It's ridiculous to think Ilan Grapel is an Israeli spy, father tells Haaretz
Daniel Grapel says yet to receive official confirmation on a swap deal with Egypt to secure his son's release, saying he was able to talk to his son on the phone every other week.
In a conversation with Haaretz on Monday, the father of suspected Israeli spy Ilan Grapel said he hoped a deal between Israel and Egypt to secure his son's release had in fact been signed, saying that he had not been given official word by Israeli officials.
Earlier Monday, the Prime Minister's Office indicated that Israel and Egypt reached a prisoner exchange deal that would secure the release of the suspected Israeli spy, with the cabinet set to meet on Tuesday to give the deal a final seal of approval.
Grapel, who holds both Israeli and American citizenships, has been held in Egypt since June 12.
Grapel was first charged with espionage, but the charges were later changed to incitement, insurrection, and damaging a public building during the uprising that took place in Egypt earlier this year.
"We've yet to receive any word on the deal, only from the media and from the congressman who had been working for Ilan from [the United States]," Daniel Grapel told Haaretz on Monday, saying: "Until we see him these bizarre story will continue."
Israeli officials later indicated that the Grapel family was indeed updated on the deal.
"It's been going on for 4 months, anyone who knows Ilan in Israel knows that these spying stories aren't even funny, it's beyond ridiculous," he said.
Referring to the proximity of the reported deal between Israel and Egypt to the Shalit prisoner swap deal, which was mediated by Egypt and completed last week, Daniel Grapel said that the family has "heard all kinds of comparisons between [Ilan] and Gilad Shalit, and while it's a completely different story, that doesn't make it easier for the family."
Grapel's father said that the American consul in Cairo made it possible for him to talk with Ilan every other week on the phone, with the suspected Israeli spy speaking not from his jail cell but from the prosecutor's office.
"By the sound of his voice it appeared that he was in good health, and about his mental state, you can't really hear that much when you're waiting to hear every word," he said, adding: "We're just waiting anxiously to see that it’s a hundred-percent certain."
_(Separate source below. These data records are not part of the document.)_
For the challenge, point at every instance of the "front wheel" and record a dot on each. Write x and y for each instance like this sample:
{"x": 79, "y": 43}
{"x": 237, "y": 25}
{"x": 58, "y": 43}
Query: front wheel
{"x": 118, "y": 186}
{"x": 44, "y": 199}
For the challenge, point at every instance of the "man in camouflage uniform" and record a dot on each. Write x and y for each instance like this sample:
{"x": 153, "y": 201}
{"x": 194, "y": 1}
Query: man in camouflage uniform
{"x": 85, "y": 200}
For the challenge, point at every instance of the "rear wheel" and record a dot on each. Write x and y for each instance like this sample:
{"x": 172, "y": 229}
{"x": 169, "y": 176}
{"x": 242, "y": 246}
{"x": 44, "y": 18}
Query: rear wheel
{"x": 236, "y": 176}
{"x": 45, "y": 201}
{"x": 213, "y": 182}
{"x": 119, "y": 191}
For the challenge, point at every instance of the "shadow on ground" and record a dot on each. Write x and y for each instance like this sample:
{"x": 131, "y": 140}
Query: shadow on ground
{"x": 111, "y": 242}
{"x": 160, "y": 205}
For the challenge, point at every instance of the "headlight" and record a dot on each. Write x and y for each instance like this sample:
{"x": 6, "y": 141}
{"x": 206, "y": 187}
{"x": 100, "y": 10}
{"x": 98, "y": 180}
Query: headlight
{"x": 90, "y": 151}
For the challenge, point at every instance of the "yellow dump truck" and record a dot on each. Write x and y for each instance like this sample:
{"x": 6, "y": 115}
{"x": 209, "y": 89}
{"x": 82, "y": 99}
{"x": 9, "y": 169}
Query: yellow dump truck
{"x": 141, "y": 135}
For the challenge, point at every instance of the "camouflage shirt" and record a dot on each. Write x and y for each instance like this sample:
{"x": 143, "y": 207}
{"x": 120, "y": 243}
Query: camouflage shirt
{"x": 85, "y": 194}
"We thought it would be resolved quickly, but it went on for week after week, and it became a political story, with discussions in the highest levels, between the Egyptians and the [U.S.] State Department," Daniel Grapel said, adding: "We're just crossing our fingers that its goes ahead without a hitch, and that it will be done with as soon as possible."
In a statement released earlier Monday, U.S. Rep. Gary Ackerman, who had been working for Grapel's release, said: "Ilan’s release is terrific news. We cannot be more relieved and gratified that Ilan will finally be freed and that he will soon be reunited with his family."
"For four long months, we worked tirelessly to win Ilan’s release, and at last this long and terrible ordeal that Ilan and his loved ones have been forced to endure is almost over," the statement said, adding that "from the beginning, I was assured by the highest levels in Israel that in no way did Ilan have anything to do with espionage, the Mossad or any other type of spy agency."
"Ilan is a wonderful young man who loves Egypt and the Egyptian culture. He's a person deeply committed to the cause of humanity and bringing people together, and just found himself in the wrong place at the wrong time," Ackerman added, expressing his deep appreciation to the Egyptian Supreme Council of the Armed Forces as well as a number of very senior leaders in our government and in the Israeli government, all of whom we worked very closely with to keep this process moving steadily toward resolution, to keep Ilan's family fully-informed, and to maintain focus on the real goal of fixing the original mistake that put Ilan into Egyptian custody."